Despite his health challenges, President Linton launched a strategic plan, titled "Next-Gen K-State", plan focused on expanding access, growing research, and deepening the University's impact across Kansas. In 2024, Kansas State University surpassed 20,000 in total enrolment and welcomed its largest freshman class in nine years, which Linton celebrated in his 2024 address to the community.

From July 2024 through June 2025, Linton was the sixth highest paid employee of the state of Kansas, with a reported salary of $713,000.

=== North Carolina State University ===

On September 15, 2012, Linton began his service as Dean of the College of Agriculture at North Carolina State University.

Linton spearheaded the development and execution of the College of Agriculture and Life Sciences (CALS) Strategic Plan, titled 2020 Vision: People, Programs, and Partnerships. He assembled a forward-thinking strategic planning team and facilitated 27 public listening sessions across North Carolina, engaging more than 5,000 stakeholders to gather input on the state's needs and aspirations. The resulting plan centered on five strategic initiatives designed to promote interdisciplinary collaboration, advance diversity and inclusion, strengthen public and private partnerships, and support the growth of North Carolina’s agricultural economy.

As Dean of the College of Agriculture and Life Sciences (CALS) at North Carolina State University, Rich Linton played a key leadership role in launching the North Carolina Plant Sciences Initiative (N.C. PSI), a statewide effort to position North Carolina as a global leader in agricultural innovation. Informed by a 2013 statewide agricultural tour where Linton engaged directly with farmers and stakeholders, the initiative was designed to address major challenges in agriculture, including climate change, crop disease, loss of farmland, and global food security.

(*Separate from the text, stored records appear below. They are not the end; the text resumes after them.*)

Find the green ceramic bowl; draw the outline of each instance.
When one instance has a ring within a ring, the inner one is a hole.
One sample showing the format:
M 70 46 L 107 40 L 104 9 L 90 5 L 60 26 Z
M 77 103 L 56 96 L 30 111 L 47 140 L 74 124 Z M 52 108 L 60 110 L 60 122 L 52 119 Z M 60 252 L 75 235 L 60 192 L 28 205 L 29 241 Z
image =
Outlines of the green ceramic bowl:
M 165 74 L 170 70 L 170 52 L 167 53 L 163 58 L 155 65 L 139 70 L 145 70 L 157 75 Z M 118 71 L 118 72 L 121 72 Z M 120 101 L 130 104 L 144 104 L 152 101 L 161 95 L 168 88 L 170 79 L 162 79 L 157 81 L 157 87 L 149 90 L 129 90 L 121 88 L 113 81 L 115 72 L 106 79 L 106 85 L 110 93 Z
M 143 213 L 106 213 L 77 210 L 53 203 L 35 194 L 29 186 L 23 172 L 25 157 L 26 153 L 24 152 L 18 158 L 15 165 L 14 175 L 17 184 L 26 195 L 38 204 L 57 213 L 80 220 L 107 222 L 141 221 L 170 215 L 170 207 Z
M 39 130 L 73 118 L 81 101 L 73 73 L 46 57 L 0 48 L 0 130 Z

Under Linton’s leadership, NC State secured significant public and private support for the project. In 2015, the state approved $85 million in bond funding, and the Golden LEAF Foundation contributed $48 million—its largest-ever gift to NC State. An additional $6 million was raised by 44 commodity groups. Key partners in the initiative included the U.S. Department of Agriculture and the North Carolina Department of Agriculture and Consumer Services.

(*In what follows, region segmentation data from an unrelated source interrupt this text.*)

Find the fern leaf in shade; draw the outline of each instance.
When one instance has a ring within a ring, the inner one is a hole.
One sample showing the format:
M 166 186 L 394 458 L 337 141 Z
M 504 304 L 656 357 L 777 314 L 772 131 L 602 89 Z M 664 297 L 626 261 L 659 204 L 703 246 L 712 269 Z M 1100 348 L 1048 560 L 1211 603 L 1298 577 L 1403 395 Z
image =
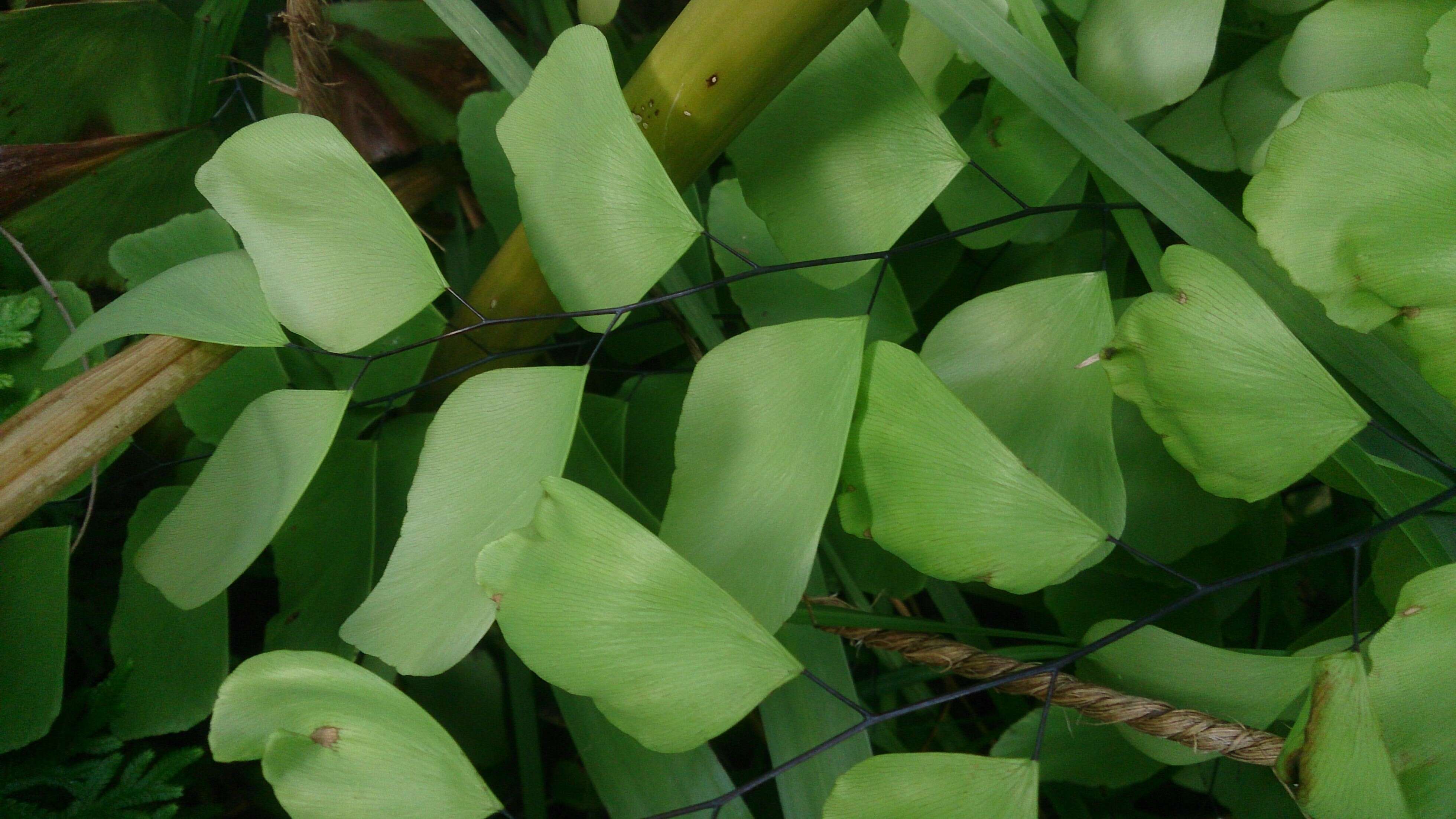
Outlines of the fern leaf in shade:
M 249 404 L 137 549 L 141 577 L 181 609 L 227 589 L 298 503 L 348 402 L 348 391 L 277 389 Z
M 1035 759 L 884 753 L 839 777 L 824 819 L 1037 819 Z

Construction of the Plant Sciences Building began in April 2019, and a ceremonial groundbreaking was held on September 6, 2019, with over 400 supporters in attendance. The building was completed on time and on budget and is considered one of the most advanced agricultural research facilities in the world. It was designed to support interdisciplinary collaboration among scientists, government agencies, and industry leaders to develop resilient crops, boost yields, extend growing seasons, and foster economic development in rural communities.

Linton described the initiative as a model of collaboration and a direct response to the needs of North Carolina’s agricultural community.